Specifically, I've been looking at a number of Internet postings about whether it's possible to restart an interrupted cloning, but I'm now also curious about whether other network operations like Fetch, Push, and more can recover and continue an interrupted update and transfer of files.
Pls verify that the following commands can restart a partially built clone...
$ cd project
$ git fetch
$ git rebase -hard
If "git fetch" does not work, then the following commands
|Re: Restarting interrupted git operations (clone, fetch, push, update, etc)||Thomas Ferris Nicolaisen||11/2/12 2:01 AM|
The short answer is that you don't have to worry about any of these. Most Git operations are extremely reliable. And if something is missing, Git will detect it quickly with its inner consistency checks (since every object in the Git database has a verifiable checksum, the SHA, this is really safe and fast), and then give you the information you need to fix it (if you ask for it).
In my three years of using Git every day, I've never once managed to corrupt my own, or others repositories.
There are some 3rd party tools that have been a bit clumsy with how they operate on Git repositories, and leave it in an illogical state. This doesn't have anything to do with Git getting corrupted, it just has happened that these tools mess up some pointer in the Git repository.
A very easy way to recreate such a problem is to edit .git/refs/heads/master inside a temporary repository, and change the SHA code in there by just one character. Suddenly we get:
> git status
fatal: bad object HEAD
In this state I can't do anything with my repository, not even run git status, so I'll just remove the reference.
I can now run git status, but when I run git log I get a slightly different message:
fatal: bad default revision 'HEAD'
My HEAD reference (.git/HEAD) points to refs/heads/master, which doesn't exist (git log implicitly runs git log HEAD).
So now, I need to change refs/heads/master to something that makes sense. Let's go looking for lost commits:
git fsck --lost-found
notice: HEAD points to an unborn branch (master)
Checking object directories: 100% (256/256), done.
Checking objects: 100% (58/58), done.
dangling commit ce6224048ea952a67678b6433ff048ac171655d9
There's a dangling commit. Let's point refs/heads/master to that and see what we get.
git update-ref refs/heads/master ce6224048ea952a67678b6433ff048ac171655d9
Ah, seems that was the commit master used to be pointing at before we "corrupted" the repository. So, we're back home where we started.
To recap: It is physically possible to get a git repository which has a pointer to a commit that does not exist.
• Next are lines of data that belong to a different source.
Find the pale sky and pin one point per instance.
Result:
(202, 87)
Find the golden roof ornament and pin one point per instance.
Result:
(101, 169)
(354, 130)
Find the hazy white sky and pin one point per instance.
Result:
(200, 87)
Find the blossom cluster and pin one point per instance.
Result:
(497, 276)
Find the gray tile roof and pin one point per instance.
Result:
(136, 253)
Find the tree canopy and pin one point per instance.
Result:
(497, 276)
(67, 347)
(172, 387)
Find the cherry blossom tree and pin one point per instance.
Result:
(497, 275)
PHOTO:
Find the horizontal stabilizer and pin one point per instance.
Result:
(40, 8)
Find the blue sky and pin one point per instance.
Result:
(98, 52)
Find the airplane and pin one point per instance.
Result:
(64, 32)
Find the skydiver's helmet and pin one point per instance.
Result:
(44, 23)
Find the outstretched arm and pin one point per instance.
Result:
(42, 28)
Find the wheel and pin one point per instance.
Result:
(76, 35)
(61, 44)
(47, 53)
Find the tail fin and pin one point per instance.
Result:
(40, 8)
It is, however, extremely seldom, and has more to do with using unreliable tooling, or manual fiddling with the repository (like I did above). There aren't any Git commands that are particularly prone to this happening. Git push and pull will not update any pointers until all the commits have been safely transferred. Local operations like commit are atomical.
|Re: Restarting interrupted git operations (clone, fetch, push, update, etc)||TSU||11/2/12 9:48 AM|
Thx for posting, some good stuff for me to chew on.
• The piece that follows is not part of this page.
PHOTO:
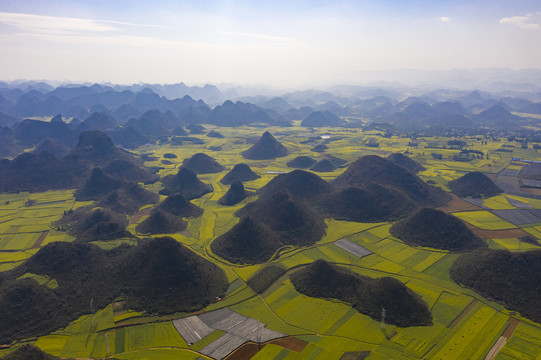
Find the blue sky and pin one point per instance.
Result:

Still, for some particularly long running operations it would be good to know if there is a way to "resume" something in process rather than simply discovering the anomaly, wiping the anomaly completely and starting from the beginning again.
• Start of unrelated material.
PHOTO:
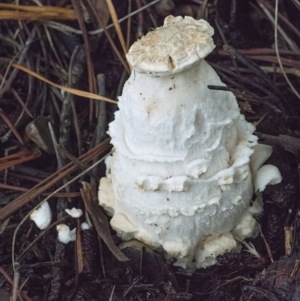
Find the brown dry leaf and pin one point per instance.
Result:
(28, 12)
(101, 8)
|Re: Restarting interrupted git operations (clone, fetch, push, update, etc)||Thomas Ferris Nicolaisen||11/2/12 1:58 PM|
Just repeat the operation with the same command you used the first time, unless it was git clone, in which case you can resume it with git fetch.
|Re: [git-users] Re: Restarting interrupted git operations (clone, fetch, push, update, etc)||Konstantin Khomoutov||11/3/12 9:29 AM|
Continuing the "resumable clone" thread, a one nifty feature of
gitolite has been somewhat recently discussed on the main Git list .
Basically, gitolite can be configured to update a "Git bundle" (see the
git-bundle manual) which is then can be made downloadable via rsync or
HTTP protocols and then it can be downloaded using an rsync client of a
HTTP client which supports resuming. Using this technique can make the
"download everything" and "make a repo out of the downloaded stuff"
steps distinct, and the first step can be carried out using any number
of attempts. The downsides are obvious:
1) This requires special setup on the server side.
2) It's unclear what happens if someone manages to update a repository
while someone is downloading its bundle, or the update happens
between the adjacent download attempts.